I sit on the bench, my head in my hands. ‘I’m an idiot.’
‘You’re not an idiot,’ Denise says simply.
‘I can’t do anything right,’ I berate myself. ‘People are dying, I’ve made promises and instead it’s like fucking amateur hour. And I broke up with Gabriel.’
‘What?’ Denise explodes.
‘Why?’ Sharon asks.
‘He wanted to move Ava into the house instead of Holly,’ Denise explains.
‘What?’ she explodes again.
‘It was … falling apart. We were dangling. So I snipped the wire.’
‘Well, actually,’ Denise says, turning to Sharon, ‘Holly was dangling. She didn’t want to have to answer to someone who didn’t want her to be part of the PS Club, because it was obvious it’s sending her bonkers, and Gabriel was probably afraid he’d lose her, which he has done anyway by not supporting her, and she didn’t want to have to face listening to the truth and admit he was right, so she cut him off like she does with most people who don’t agree with the way she’s living her life, which is probably why she hasn’t called you for weeks. Just like when Gerry died, remember?’
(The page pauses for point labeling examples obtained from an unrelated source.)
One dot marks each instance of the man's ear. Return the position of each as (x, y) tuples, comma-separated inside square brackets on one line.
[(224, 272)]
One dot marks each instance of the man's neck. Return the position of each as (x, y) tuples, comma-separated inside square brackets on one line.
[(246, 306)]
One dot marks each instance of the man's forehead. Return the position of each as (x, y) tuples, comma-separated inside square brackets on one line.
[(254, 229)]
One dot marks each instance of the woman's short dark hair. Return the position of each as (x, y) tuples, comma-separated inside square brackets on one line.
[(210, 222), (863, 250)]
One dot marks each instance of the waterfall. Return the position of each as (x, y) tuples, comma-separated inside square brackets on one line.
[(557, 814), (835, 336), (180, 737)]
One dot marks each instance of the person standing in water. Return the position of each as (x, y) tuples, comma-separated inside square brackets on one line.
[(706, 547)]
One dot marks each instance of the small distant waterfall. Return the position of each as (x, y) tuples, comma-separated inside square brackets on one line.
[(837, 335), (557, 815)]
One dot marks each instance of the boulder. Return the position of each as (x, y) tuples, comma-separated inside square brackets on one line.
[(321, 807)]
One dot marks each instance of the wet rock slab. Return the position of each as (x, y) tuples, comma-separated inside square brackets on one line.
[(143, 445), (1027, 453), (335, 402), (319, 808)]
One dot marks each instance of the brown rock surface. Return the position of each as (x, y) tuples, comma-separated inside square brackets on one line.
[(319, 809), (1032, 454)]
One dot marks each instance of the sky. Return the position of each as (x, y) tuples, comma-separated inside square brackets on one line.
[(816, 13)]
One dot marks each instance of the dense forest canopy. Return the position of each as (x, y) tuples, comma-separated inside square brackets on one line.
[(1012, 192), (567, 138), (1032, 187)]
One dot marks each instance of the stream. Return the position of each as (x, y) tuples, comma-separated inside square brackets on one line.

Sharon nods, looks at me nervously, then back to Denise. ‘The locking the door thing and not letting anyone in?’
‘Exactly, but this time she’s locked herself in with a ghost and cut off the real person who loves her, who, granted, may have had a really wrong reaction to all of this, but he doesn’t know her like we do, and frankly he’s human and none of us are perfect, so who can blame him?’
‘Denise,’ Sharon says quietly, warning in her voice.
I look at her, stunned. No, distraught.
‘Sorry,’ Denise replies, looking away, not sorry at all. ‘But someone had to say it.’
We sit in silence.
‘Flippin’ life,’ Sharon says. ‘I wish we were back in Lanzarote, on a lilo, drifting towards Africa. Times were easier then,’ she says, trying to lighten the mood.
I can’t laugh, I can’t erase what Denise has said. Her words are ringing in my ears, my chest pounding, with a kind of panic that she’s right. What if I’ve made an enormous mistake?
Sharon looks from me to Denise. ‘Can you two apologise so we can move on?’
‘What do I have to be sorry for?’ I ask.
Denise looks ready to blurt out all my faults again but she stops herself. ‘I already said sorry but I’ll say it again. Sorry, Holly, really, I’m …’ she shakes her head. ‘Stressed. I may have made a mistake leaving Tom and it’s frustrating watching you do the same thing.’
‘Did you mean what you said?’ I ask.
‘Yes,’ she says sombrely. ‘Every word.’
‘Oh for christsake,’ Sharon interrupts. ‘That is not an apology. Honestly, you two, I don’t hear from you for weeks and you both break up your relationships?’
‘Careful, it’s catching,’ I say, smiling weakly.
‘In John’s dreams,’ she mutters. ‘Right, well, one problem at a time,’ Sharon says, moving on. ‘There must be another bench somewhere. Bert didn’t make it up.’ She does a Google search. ‘A-ha, you’re not an idiot. There is a bench that was built by Patrick Kavanagh’s friends, weeks after his death. It was officially launched on St Patrick’s Day in 1968. That has to be it.’
I try to focus but everything feels like it’s falling apart. I’m still berating myself for not helping Bert to think this through properly, but how could I have, if I couldn’t even think it through? How could we expect to leave an envelope on a bench?
We walk down the banks of the canal, me using one crutch for my weak ankle, on parallel paths with a line of trees, past the leafy suburbs of Raglan Road and by the canal made pretty with swans. When we reach the south bank at the Lock Gates close to Baggot Bridge, opposite the Mespil Hotel, we find a simple side seat made from wood and granite. We take it in in a respectful silence. The giddiness of the newer Patrick Kavanagh bench is gone, this feels more apt, an old simple bench where Bert and Rita kissed for the first time all these years ago on St Patrick’s Day, 17 March 1968, a visit to the new bench celebrating Rita’s favourite poet. Different times. Bert is gone but the bench still stands, wood and stone that has absorbed the lives of people who have come and gone, and still observes the changing seasons and the canal water going by. Though we’re still faced with the same problem as the last time. Where to put the envelope.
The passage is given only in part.